The girl next to him is petite in comparison, but what she lacks in size, she makes up for in viciousness. She wears a matching smirk, the same as her district partner. She also has a sly, pissed off look in her eyes. I get the feeling that she wasn't someone you would want as an enemy.

Unless, of course, you're on a suicide mission.

Suddenly, the boy from two whips around and our eyes connect. The feeling is chilling because I feel like he can see through me, and into what I really am. Why should I worry? It's not like I'm a bad person!

No, you are only prepared to let Peeta die so you can save your sister... A quiet voice in the back of my mind says.

I grimace. Sometimes, I really wish my own brain had a button that said, 'Shut Up' on it. No such luck though. Clearly, evolution still had some unfinished work to complete.

We both stare at each other and it turns into a contest of who will flinch, blink, or look away first.
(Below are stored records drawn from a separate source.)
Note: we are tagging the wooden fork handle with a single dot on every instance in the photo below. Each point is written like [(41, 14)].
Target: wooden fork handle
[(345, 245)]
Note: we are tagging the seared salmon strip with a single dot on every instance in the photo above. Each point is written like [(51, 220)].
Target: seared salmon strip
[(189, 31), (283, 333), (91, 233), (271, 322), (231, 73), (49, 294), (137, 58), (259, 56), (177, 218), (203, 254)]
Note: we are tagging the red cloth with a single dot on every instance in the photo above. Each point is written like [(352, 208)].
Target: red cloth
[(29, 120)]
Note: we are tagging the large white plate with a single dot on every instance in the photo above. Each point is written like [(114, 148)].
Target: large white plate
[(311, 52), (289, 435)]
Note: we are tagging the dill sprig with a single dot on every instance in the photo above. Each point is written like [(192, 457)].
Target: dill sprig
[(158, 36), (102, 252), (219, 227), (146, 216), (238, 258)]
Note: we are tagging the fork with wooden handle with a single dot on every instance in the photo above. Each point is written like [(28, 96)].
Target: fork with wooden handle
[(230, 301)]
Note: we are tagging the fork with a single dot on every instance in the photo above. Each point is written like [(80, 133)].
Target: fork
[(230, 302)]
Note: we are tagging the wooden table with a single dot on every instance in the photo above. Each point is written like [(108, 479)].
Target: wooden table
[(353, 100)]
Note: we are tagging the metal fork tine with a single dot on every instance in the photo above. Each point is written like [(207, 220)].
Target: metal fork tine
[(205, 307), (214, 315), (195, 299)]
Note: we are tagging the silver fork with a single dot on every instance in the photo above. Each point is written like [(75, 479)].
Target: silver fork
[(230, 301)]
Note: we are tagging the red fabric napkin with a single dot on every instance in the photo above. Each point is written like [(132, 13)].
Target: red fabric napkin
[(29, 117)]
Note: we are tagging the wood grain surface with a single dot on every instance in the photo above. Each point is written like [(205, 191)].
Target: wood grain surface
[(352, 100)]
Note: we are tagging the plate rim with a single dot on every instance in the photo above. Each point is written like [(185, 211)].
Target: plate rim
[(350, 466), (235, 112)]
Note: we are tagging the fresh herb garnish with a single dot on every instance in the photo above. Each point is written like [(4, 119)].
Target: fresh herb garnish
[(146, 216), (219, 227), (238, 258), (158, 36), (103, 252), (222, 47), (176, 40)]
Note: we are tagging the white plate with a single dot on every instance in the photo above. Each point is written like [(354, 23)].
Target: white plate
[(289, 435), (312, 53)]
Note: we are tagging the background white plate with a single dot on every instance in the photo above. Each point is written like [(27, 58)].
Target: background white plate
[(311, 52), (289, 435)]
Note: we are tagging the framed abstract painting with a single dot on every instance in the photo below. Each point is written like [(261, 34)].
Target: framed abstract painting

I am determined that it won't be me. I need to show him that I am better than him, and that not everyone worships the ground he walks on, despite what he thinks.

My eyes begin to water.

I refuse to look away.

I force my eyes to stay open.

And just when I think I will blink, Peeta nudges me, giving me the perfect excuse to turn away without looking weak.

"What?" I say, feeling an unexpected gratitude at the save.

"Why are you looking at two like that?" He demands looking slightly confused,

"I'm not, I just thought that he was trying to intimidate me, and that I needed to show him who was better!" I barely manage to restrain myself from snapping at him.

Peeta just shrugs, and turns away, so I resume looking at district 2. I find that he still doesn't seem to have looked away. We both keep staring, until the loud, booming voice of Claudius Templesmith distracts us.